Step 2: The Act (The Art of Presenting…)
Ok, now you’re ready to pitch… woah, hold your horses. It’s time to practice your pitch before you even pitch. If you’d like more tips on this, check out this post.
At some point, you’ll have to address this. What is valuation? In simple terms, it is the price at which the VC is willing to invest in your company. The amount he invests would be directly proportional to the control he would gain in your company.
Step 3: The Fans (Dealing with fans and failures)
Timing & Luck
It’s all about being in the right place at the right time. You need to target the right firm and the exact partner with knowledge in the market of your choice. Each VC is different and has a liking for a certain style of pitching. It is imperative that you get as much information as possible about the VC before you pitch and adjust your style accordingly. If you are unable to collect information about the VC, take cues from early in the presentation and change.

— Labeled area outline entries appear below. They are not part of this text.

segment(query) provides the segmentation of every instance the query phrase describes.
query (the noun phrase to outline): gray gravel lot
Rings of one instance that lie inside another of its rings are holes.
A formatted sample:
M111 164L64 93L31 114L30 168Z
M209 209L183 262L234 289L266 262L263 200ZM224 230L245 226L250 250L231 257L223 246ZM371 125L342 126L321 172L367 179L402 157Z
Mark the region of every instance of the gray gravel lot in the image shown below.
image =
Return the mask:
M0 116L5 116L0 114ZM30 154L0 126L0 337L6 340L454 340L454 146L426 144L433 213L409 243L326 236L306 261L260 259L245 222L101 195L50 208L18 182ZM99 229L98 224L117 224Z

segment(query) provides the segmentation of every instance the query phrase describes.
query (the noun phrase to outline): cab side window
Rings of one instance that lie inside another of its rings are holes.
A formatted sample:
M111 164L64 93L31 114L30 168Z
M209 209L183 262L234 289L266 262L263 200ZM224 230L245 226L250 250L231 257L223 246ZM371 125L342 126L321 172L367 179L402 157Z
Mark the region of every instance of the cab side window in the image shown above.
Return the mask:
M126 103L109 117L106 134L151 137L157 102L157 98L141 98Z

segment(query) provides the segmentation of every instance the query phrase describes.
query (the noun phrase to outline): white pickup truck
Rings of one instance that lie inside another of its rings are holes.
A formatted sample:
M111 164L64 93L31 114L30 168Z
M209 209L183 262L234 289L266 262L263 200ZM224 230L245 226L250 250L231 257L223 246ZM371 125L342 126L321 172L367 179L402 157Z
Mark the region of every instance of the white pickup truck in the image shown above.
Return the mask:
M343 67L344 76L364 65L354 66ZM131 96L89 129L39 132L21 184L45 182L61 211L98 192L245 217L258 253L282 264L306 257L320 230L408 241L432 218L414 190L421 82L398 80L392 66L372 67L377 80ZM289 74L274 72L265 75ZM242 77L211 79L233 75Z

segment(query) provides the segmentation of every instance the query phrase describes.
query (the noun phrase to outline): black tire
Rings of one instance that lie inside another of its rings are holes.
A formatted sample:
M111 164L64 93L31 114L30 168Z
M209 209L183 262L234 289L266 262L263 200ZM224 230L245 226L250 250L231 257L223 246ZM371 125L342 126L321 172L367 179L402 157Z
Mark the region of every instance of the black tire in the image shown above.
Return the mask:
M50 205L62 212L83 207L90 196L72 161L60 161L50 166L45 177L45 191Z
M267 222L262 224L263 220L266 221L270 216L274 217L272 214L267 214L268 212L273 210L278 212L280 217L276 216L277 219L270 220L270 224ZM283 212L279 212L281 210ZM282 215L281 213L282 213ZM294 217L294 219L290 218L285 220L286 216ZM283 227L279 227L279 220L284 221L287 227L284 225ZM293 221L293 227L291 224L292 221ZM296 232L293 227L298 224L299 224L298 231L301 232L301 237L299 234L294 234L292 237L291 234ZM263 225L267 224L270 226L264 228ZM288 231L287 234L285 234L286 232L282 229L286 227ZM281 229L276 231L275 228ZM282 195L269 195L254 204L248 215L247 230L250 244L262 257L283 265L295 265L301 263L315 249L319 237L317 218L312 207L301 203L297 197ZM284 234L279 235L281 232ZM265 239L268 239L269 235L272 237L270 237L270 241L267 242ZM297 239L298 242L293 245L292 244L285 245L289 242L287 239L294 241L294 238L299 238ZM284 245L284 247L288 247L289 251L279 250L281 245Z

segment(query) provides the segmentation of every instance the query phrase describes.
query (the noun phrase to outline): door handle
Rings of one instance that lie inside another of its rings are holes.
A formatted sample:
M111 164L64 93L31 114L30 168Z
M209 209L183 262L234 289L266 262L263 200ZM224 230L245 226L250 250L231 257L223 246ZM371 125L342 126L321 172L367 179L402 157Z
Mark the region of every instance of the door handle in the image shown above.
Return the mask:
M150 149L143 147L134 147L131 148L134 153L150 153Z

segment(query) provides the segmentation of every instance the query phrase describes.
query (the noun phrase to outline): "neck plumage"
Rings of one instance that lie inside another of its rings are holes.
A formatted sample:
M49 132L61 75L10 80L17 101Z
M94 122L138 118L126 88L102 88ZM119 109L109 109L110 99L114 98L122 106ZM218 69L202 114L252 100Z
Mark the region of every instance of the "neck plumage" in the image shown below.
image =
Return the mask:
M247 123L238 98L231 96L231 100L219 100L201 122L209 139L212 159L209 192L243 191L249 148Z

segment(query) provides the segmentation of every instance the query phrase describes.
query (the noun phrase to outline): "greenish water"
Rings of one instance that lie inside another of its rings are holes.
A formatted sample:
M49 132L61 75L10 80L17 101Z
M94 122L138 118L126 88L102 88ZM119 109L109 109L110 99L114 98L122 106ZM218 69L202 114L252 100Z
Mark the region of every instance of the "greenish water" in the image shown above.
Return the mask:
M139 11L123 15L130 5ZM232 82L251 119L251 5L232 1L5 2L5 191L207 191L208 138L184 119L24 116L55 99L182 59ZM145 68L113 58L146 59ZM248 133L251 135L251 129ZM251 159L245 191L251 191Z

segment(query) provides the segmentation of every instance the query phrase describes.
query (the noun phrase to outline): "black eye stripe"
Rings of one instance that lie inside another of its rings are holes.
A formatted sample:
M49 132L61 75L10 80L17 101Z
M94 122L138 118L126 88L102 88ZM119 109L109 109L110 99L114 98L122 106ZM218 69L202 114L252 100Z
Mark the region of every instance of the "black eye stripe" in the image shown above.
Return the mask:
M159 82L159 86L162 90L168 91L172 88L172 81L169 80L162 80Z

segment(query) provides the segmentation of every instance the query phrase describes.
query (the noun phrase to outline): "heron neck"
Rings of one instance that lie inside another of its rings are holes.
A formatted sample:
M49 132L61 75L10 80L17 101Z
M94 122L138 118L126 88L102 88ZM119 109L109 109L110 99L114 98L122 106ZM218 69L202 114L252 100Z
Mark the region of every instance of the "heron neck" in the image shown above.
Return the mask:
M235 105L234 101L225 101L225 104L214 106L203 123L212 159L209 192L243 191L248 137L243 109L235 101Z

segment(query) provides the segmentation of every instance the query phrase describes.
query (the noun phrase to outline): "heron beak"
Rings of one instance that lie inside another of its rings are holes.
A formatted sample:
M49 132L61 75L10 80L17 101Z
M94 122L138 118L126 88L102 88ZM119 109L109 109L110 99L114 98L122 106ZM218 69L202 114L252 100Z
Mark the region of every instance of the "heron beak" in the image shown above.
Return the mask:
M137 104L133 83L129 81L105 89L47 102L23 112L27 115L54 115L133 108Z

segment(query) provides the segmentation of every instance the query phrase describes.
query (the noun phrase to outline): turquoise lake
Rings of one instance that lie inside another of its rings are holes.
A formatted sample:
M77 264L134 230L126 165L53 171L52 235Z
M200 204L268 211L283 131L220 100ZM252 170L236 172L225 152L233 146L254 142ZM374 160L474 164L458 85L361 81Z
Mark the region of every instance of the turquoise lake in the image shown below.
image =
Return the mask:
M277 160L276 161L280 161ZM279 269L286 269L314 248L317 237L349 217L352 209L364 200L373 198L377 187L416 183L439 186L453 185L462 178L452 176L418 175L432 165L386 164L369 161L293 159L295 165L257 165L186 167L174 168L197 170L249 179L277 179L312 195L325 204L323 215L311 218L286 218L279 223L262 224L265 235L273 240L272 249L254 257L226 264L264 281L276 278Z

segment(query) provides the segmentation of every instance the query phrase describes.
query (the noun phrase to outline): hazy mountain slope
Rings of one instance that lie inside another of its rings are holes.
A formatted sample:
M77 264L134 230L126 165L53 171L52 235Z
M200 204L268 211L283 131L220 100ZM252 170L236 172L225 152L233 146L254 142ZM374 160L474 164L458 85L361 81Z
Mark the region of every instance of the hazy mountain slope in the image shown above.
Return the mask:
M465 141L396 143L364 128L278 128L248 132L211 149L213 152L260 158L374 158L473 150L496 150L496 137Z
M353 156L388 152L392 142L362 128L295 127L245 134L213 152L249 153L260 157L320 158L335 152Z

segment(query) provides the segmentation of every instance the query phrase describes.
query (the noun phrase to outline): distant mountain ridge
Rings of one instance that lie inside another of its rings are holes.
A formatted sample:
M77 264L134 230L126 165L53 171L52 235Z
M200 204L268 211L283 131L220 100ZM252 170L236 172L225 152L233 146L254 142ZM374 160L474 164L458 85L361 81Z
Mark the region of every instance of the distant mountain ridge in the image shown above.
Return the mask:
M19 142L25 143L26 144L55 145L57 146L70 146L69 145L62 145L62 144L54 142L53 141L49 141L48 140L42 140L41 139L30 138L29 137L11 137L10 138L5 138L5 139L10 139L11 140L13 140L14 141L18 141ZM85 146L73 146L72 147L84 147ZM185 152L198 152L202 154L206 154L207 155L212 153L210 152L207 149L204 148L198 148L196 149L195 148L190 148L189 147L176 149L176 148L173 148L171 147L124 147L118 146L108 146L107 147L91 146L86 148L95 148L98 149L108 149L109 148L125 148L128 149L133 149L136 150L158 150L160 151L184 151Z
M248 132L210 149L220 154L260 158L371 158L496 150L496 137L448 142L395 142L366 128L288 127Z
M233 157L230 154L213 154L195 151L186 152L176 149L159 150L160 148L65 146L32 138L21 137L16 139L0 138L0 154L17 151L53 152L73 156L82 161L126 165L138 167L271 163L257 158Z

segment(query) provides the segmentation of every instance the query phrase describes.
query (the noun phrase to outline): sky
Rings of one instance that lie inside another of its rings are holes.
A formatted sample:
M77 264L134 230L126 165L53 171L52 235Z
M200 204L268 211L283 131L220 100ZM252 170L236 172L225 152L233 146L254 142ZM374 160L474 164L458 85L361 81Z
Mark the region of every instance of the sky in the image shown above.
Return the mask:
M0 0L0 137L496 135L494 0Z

Unfortunately, entrepreneurs fail to follow-up most of the time, usually send a single mail to an investor and that’s it. VCs too are notoriously famous for not responding, though they can’t be blamed entirely. They look at hundreds of pitches to say YES to one investment. So, if you are going to send just one email and wait for a response, then you are not worth their money. As they say, fortune is in the follow up. It is important to send regular updates on the progress of your business to the VC.
Term Sheet – And The Answer Is…
You just received the “Term Sheet.” Yes! That’s proof enough that the venture capitalists are interested, and you have achieved a significant milestone. A “term sheet” is a letter of intent that outlines the terms on which the VC is willing to invest. But before you get carried away, wait, stop, and pause. The real deal has just begun. This is the beginning of the end…
So, what do you do if the answer is NO? Stay calm; you are not the first person to be rejected, and the one to whom you presented is not the only VC.